A newly discovered Vincent van Gogh painting worth $15 million was likely found at a dusty Minnesota garage sale — where a buyer plunked down less than $50 for the world-famous artist’s work, according to a team of New York-based experts.
The previously unknown oil portrait depicts a fisherman smoking a pipe and was created in 1889 — the same year van Gogh painted his masterpiece “The Starry Night” at a psychiatric ward in southern France, ArtNews.com reported Wednesday.
The impressionist painting was snapped up at a Minnesota garage sale by an anonymous antiques collector for less than $50 several years ago and is now believed to be worth a whopping $15 million, according to a team of roughly 20 experts.
“[I was] struck by what I saw,” Maxwell Anderson, a former Metropolitan Museum of Art curator, told The Wall Street Journal.
He said smile lines framing the fisherman’s face were van Gogh-esque and that there was a single red hair — the hue of the late artist’s locks — embedded in the paint.
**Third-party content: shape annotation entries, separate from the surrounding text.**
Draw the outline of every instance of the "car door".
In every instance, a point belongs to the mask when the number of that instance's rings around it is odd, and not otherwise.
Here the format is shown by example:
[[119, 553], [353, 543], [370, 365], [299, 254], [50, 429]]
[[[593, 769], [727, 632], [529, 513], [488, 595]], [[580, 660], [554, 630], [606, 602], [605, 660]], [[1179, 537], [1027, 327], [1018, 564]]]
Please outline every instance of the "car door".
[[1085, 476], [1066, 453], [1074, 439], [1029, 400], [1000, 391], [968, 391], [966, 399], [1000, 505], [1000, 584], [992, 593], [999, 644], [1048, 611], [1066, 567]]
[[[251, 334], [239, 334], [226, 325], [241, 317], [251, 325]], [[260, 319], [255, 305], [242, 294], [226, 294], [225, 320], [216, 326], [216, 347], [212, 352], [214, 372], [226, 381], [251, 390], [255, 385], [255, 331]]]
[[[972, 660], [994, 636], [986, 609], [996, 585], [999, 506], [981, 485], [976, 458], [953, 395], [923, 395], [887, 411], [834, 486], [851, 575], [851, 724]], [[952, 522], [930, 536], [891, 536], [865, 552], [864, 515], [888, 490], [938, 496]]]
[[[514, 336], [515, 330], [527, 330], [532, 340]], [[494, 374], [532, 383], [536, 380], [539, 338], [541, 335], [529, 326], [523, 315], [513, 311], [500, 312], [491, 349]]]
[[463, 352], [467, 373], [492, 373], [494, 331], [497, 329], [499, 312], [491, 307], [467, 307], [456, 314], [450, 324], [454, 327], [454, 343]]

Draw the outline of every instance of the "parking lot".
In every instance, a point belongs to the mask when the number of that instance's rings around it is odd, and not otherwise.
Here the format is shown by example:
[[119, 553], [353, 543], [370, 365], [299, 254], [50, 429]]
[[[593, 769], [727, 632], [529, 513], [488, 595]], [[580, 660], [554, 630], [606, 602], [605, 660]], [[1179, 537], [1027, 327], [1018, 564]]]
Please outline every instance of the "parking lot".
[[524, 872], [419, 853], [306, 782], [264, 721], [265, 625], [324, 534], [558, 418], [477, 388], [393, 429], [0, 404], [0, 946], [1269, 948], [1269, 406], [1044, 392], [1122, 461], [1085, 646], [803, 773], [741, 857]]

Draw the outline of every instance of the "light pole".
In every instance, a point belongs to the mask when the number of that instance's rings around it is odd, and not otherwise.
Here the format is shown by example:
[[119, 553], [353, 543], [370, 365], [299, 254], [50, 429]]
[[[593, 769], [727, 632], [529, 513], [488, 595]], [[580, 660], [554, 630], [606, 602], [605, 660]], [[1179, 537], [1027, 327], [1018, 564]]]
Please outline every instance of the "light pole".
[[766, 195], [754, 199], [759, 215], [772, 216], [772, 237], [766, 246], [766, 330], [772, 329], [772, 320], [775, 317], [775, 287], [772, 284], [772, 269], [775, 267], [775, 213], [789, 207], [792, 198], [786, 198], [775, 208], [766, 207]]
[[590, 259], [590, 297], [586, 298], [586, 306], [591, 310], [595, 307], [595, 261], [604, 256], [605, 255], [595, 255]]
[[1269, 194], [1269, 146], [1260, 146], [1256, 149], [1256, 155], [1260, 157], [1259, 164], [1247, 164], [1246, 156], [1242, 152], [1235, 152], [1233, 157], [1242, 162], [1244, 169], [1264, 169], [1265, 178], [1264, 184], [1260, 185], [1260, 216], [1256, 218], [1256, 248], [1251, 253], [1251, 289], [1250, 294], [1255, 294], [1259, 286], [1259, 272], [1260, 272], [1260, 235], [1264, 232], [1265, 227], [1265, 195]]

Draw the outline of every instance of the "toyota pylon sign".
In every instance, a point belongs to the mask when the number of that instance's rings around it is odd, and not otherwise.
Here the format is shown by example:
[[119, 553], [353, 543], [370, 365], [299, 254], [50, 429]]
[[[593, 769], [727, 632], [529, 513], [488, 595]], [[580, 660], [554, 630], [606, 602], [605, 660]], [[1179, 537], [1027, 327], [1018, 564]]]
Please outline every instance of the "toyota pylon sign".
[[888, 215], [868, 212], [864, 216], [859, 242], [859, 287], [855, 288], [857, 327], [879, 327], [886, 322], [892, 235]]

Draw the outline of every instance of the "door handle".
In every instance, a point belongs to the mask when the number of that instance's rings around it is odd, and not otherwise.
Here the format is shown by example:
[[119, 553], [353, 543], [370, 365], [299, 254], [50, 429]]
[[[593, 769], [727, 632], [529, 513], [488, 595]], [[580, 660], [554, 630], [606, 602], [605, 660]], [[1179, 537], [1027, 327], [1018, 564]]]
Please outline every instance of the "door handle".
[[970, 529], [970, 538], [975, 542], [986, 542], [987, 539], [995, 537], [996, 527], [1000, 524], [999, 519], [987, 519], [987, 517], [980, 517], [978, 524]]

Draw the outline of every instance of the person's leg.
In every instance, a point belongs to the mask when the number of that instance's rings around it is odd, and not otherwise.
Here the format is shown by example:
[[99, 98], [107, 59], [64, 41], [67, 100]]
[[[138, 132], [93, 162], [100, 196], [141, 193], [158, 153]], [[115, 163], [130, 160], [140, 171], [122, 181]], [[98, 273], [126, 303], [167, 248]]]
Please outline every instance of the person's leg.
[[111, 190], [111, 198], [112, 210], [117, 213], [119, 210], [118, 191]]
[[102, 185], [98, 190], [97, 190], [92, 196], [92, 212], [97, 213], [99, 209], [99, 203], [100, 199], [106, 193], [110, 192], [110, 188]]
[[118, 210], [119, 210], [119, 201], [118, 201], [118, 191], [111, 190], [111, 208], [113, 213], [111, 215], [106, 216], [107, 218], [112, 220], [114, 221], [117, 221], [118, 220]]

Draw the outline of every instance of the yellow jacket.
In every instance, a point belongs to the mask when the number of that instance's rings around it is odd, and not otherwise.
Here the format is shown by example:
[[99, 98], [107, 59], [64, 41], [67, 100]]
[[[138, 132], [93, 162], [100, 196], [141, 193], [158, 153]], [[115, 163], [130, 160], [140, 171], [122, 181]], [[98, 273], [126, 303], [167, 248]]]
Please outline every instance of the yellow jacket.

To determine if it was authentic, he teamed up with a group of conservators, scientists and historians, who now believe the work was made by the troubled genius, the paper reported.
The experts also matched red pigment in the painting to a brand of paint used in southern France in the late 19th century.
The piece depicts a fisherman with a white beard repairing his net next to an empty shoreline with the word “Elimar”— likely the subject’s name — scrawled in the lower right-hand corner, the outlet reported.
“This moving likeness embodies van Gogh’s recurring theme of redemption, a concept frequently discussed in his letters and art,” Anderson said in a statement. “Through Elimar, van Gogh creates a form of spiritual self-portrait, allowing viewers to see the painter as he wished to be remembered.”
The painting still needs to be given a thumbs up by the Van Gogh Museum in Amsterdam before it’s officially recognized as authentic.
While authenticating the art, a team of roughly 20 experts — from fields including chemistry, art and patent law — joined forces for the New York-based art research firm LMI Group, which bought the painting from the anonymous antiques collector in 2019.